All property lookups—script, general category, grapheme break property, word break, sentence break, line break, East Asian width, Bidi class, joining type, and others—are implemented as flat arrays indexed directly by codepoint, giving O(1) access with no dynamic allocation, no hash tables, and no trees. The Unicode Character Database files are read from disk at initialization by a proved UCD parser, whose postcondition guarantees that every codepoint's property value in the populated table matches the value specified by a recursive ghost function encoding a model of the UAX #44 property file format. The fidelity of that model to the actual UAX #44 text is, like the algorithm specifications, established by test rather than by proof. This design permits updating to a new Unicode version by replacing the data files in the ucd/ directory, without modifying any source code.
Scope and Capabilities
The library provides a complete C API as a static library with 53 exported functions, enabling integration with C, C++, and any language supporting C foreign function interfaces. The C binding is a thin validation layer: every entry point checks its arguments against the precondition of the proved SPARK subprogram it wraps, returning an error code on violation, so that the machine-checked postconditions of the core apply to every successful call through the C interface.

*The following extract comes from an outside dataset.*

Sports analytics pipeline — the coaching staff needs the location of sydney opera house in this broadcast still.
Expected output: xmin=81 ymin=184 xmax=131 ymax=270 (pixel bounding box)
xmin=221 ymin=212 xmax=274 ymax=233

Among the more complex modules, the Bidirectional Algorithm implementation handles the full rule set of UAX #9, including explicit embeddings, overrides, and isolates, isolating run sequence resolution, and bracket pair matching under rule N0 with the BD16 algorithm. The reordering procedure produces a proved permutation of the input. The collation module implements UTS #10 with both Non-Ignorable and Shifted variable weighting, contraction handling, and implicit weight computation for CJK Unified Ideographs, Tangut, Nushu, and Khitan Small Script. The IDNA module implements the full UTS #46 processing pipeline with Punycode encoding (RFC 3492), ContextJ validation (RFC 5892), Bidi domain name rules (RFC 5893), and DNS length checks.
The library enforces several invariants by construction. No heap allocation occurs; all buffers are bounded arrays with every index proved in range, eliminating buffer overflows as a class of defect. No runtime exceptions are raised; all error conditions are communicated through status codes. Runtime checks are suppressed in the compiled binary (-gnatp) because GNATprove has already proved their absence. The sole code outside SPARK verification is the file I/O routine that reads UCD data from disk; every other subprogram is machine-checked.
Availability
Lingenic-Text version 1.1.0 implements Unicode Standard 17.0. The source code, comprising all SPARK/Ada sources, the C binding, and conformance test programs, is available under the Lingenic Source-Available License v2.3. Production use requires a separate license from Lingenic LLC. The Unicode Character Database files included in the distribution are © Unicode, Inc. and are distributed under the Unicode License V3.